The Federal Government has said that the ongoing implementation of the Nigerian Automotive Industry Development Plan (NAIDP) is taking its planned course, noting that there is no intention to reverse the implementation process of certain aspects of the policy.
The National Automotive Council said in a statement on Tuesday that government had not reneged on its promise to shift the implementation process of certain aspects of the NAIDP till January 2015 as alleged in the press, noting that the application of the levy exemption was only being misinterpreted.
Aminu Jalal, director-general of NAC, said, “Government had already shifted the implementation of the full tariff on new vehicles from January 10, 2014 to 1st July, 2014 to enable importers clear vehicles they had ordered at the old duty rates. Government only extended the concession on the importation of used vehicles by another six months, till 31st December, 2014.
“This was because up to three out of four imported cars are used and time needs to be given to the assembly plants to produce affordable vehicles to replace the imported used ones. Unfortunately, this levy on new cars was misinterpreted to mean that all vehicles, including new FBU imports were exempt from levies until 31st December 2014.”
He added, “This could not have been the case because existing and new entrants into the assembling process under the NAIDP had started to roll out new products at competitive rates. As a result of continuous inflow of new FBUs without restriction, occasioned by this misinterpretation, assemblers began to cut down on orders for assembly kits and this has the potential to derail the policy.
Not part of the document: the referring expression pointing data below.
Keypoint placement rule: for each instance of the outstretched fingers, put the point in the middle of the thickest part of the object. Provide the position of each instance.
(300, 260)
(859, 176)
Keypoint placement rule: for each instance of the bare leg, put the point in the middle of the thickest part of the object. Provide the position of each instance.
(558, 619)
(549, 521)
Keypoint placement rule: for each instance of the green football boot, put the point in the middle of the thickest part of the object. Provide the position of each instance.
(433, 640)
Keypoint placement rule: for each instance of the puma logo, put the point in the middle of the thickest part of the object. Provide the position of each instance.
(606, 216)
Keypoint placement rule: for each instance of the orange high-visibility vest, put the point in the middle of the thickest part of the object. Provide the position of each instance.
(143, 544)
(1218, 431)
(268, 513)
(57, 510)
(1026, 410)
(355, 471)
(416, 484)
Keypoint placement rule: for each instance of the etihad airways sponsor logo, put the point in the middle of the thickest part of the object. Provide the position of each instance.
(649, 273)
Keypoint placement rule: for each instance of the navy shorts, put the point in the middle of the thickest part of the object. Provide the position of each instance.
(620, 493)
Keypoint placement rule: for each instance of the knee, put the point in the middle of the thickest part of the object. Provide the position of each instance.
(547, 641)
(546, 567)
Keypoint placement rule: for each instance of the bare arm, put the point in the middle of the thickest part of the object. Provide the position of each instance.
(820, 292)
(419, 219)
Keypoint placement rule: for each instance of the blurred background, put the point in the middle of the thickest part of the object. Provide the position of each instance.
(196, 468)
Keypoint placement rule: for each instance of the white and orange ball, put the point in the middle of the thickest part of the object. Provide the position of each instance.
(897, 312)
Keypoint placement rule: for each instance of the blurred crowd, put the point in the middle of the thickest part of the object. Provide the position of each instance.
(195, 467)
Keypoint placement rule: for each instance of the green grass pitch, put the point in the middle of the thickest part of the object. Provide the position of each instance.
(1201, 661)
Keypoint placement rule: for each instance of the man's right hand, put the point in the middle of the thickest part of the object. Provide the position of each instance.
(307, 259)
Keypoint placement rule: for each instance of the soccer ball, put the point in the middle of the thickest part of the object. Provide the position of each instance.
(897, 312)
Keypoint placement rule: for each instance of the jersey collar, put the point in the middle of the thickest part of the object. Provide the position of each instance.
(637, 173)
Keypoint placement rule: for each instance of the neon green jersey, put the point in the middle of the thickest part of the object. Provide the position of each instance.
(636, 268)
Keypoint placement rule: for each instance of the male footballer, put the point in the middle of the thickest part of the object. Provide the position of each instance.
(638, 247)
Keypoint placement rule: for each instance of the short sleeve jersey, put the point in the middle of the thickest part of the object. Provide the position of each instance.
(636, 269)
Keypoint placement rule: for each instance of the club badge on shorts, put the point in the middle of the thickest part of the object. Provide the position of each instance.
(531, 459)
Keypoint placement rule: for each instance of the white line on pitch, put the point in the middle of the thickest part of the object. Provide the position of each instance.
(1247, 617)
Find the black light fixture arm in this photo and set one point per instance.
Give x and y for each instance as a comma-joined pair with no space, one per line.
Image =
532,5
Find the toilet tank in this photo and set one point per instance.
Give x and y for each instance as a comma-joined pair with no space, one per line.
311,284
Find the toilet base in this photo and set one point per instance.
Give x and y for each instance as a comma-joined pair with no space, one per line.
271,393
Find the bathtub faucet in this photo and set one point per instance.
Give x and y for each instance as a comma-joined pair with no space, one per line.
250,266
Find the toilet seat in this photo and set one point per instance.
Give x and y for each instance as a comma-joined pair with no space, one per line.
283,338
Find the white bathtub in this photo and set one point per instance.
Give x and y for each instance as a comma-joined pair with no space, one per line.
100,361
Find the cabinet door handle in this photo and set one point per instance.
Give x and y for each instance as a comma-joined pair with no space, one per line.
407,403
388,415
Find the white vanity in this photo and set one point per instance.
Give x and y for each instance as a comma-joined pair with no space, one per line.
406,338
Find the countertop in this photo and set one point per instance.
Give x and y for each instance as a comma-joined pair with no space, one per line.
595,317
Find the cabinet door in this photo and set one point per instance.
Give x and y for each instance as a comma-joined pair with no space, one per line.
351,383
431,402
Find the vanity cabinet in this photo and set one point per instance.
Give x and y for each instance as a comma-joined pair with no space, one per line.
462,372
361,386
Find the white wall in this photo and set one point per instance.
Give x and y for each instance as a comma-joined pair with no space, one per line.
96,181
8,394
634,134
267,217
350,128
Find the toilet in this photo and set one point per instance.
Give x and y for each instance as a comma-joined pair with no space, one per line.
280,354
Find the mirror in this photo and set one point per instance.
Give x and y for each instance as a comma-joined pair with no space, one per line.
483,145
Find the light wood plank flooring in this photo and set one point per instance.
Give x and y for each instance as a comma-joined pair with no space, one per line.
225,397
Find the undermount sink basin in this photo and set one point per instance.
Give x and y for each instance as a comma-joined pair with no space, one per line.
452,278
“Action taken was therefore urgent. Government decided to clear this misinterpretation. Given this clarification, the Nigerian Customs Service (NCS) has been thus guided in their operations. Council wishes to reassure Nigerians that new vehicles have been stockpiled under the NAIDP, awaiting buyers and there is therefore no need to fear adverse rise in prices. “
The DG explained that a special package under the NAIDP was being worked out for dealers who had made some commitments to enable them import new FBUs at concessionary import duty rates (minus the levy) until they set up local assembly operations.
He stated, “The response to the policy by investors has exceeded our expectations. The existing assembly plants have a new lease of life, with VON assembling the Nissan and Hyundai vehicles and PAN resuming assembly of Peugeot cars. INNOSON will soon start car assembly to complement his commercial vehicles production.
“Twenty-two companies have indicated interest to assemble vehicles and four will start assembly operations before the end of this year, and the rest next year. The implementation of the policy is now focusing on local content development. “
Jalal said the objective of the automotive policy was to bring back vehicle assembly in Nigeria and develop automotive content to supply the assembly plants.
“This is because of the importance of the industry in employment generation, GDP contribution, technology acquisition, SME development, skills development and technology acquisition,” he noted.
He listed the benefits of the policy to also include standards, industrial infrastructure development, investment promotion, skills development and market development.
“Council wishes to assure the Maritime Industry and the general public that there is no intention by government to renege on any of its promises under the plan and to invite all to join hands to make this world-wide acclaimed policy work. A meeting for clarification called by any party is welcome,” the DG said.